Similarly, to detect prostate cancer in men who have prostate antigen levels between two and ten, a urine test is performed to determine whether a biopsy is appropriate based on the likelihood of high-grade prostate cancer. Also for people with a suspicious thyroid nodule to detect thyroid cancer. “We want to avoid unnecessary tests and biopsies. We strive to be accurate when making a diagnosis so that the patient is not left in doubt about the state of his health,” explains Peinado.

Individual follow-up plan

Another function they are responsible for in the department is to offer patients a unique and personalized follow-up plan for each disease and each person. “Today, screening programs are general, the same for everyone, but not all patients need the same thing,” the doctor complains. The CIOCC reviews your screening history, family history, genetic risk, and your personal needs. “Based on all this information, we perform a comprehensive analysis and create a specific follow-up plan for the patient.”

More than 400 patients have passed through their hands and undergo constant examination.

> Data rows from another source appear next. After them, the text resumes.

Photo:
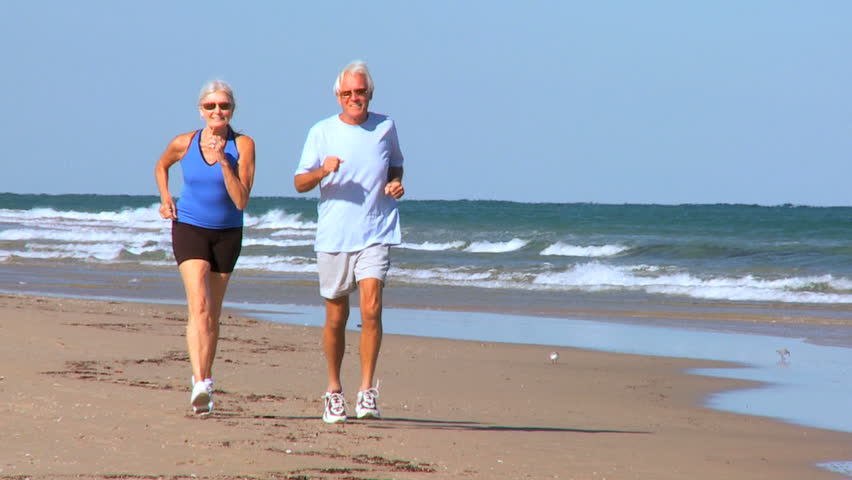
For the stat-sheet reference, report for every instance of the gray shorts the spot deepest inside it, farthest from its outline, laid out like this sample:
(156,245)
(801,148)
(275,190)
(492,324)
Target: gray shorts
(340,272)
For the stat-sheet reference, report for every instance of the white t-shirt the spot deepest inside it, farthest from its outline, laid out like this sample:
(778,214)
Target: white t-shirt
(354,211)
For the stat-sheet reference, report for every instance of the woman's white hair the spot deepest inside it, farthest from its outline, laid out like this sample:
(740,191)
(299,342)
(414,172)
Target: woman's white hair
(358,67)
(217,85)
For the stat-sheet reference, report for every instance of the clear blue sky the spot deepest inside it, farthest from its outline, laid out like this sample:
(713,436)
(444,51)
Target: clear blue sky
(537,101)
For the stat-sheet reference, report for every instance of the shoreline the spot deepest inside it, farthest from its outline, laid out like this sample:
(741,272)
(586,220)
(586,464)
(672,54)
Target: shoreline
(452,408)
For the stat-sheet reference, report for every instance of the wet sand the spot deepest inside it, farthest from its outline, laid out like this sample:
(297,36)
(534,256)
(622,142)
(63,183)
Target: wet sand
(95,389)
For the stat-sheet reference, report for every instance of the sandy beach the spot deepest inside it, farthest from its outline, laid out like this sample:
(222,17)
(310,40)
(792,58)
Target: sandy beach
(97,389)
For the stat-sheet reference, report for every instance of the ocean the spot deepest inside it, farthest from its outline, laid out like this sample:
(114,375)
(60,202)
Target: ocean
(734,283)
(792,255)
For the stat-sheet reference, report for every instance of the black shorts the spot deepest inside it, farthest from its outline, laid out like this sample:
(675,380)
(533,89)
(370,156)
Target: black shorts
(221,248)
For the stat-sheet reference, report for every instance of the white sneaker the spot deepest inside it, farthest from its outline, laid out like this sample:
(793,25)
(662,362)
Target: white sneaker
(335,408)
(202,397)
(367,406)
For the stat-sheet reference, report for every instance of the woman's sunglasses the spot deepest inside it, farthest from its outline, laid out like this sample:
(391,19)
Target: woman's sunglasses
(212,105)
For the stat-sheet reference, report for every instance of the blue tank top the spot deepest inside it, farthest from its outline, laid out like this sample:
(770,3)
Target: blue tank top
(204,200)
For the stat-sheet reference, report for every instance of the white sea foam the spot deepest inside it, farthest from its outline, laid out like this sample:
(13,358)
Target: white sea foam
(278,220)
(597,277)
(81,235)
(433,247)
(496,247)
(567,250)
(269,242)
(289,264)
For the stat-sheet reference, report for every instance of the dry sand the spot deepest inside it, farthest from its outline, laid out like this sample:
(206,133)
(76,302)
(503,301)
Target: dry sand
(93,390)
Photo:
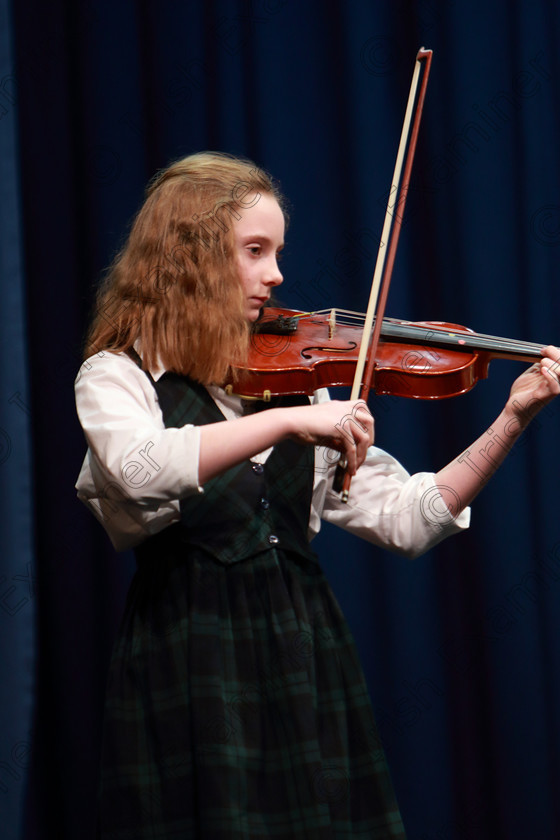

People from all over Spain, because although the laboratory and equipment are located in Madrid, the device is available to users in other territories of the HM Hospitales health network, such as Barcelona, ​​La Coruña or Malaga.

Despite the hidden innovations in health care, the oncologist wants to make it clear that tests are not exclusive, and Peinado emphasizes that molecular diagnostic tests are not intended to, and cannot yet, replace traditional tests. “This is a tool that complements and improves them, refines the diagnosis and really achieves what traditional tests have not been able to achieve until now.”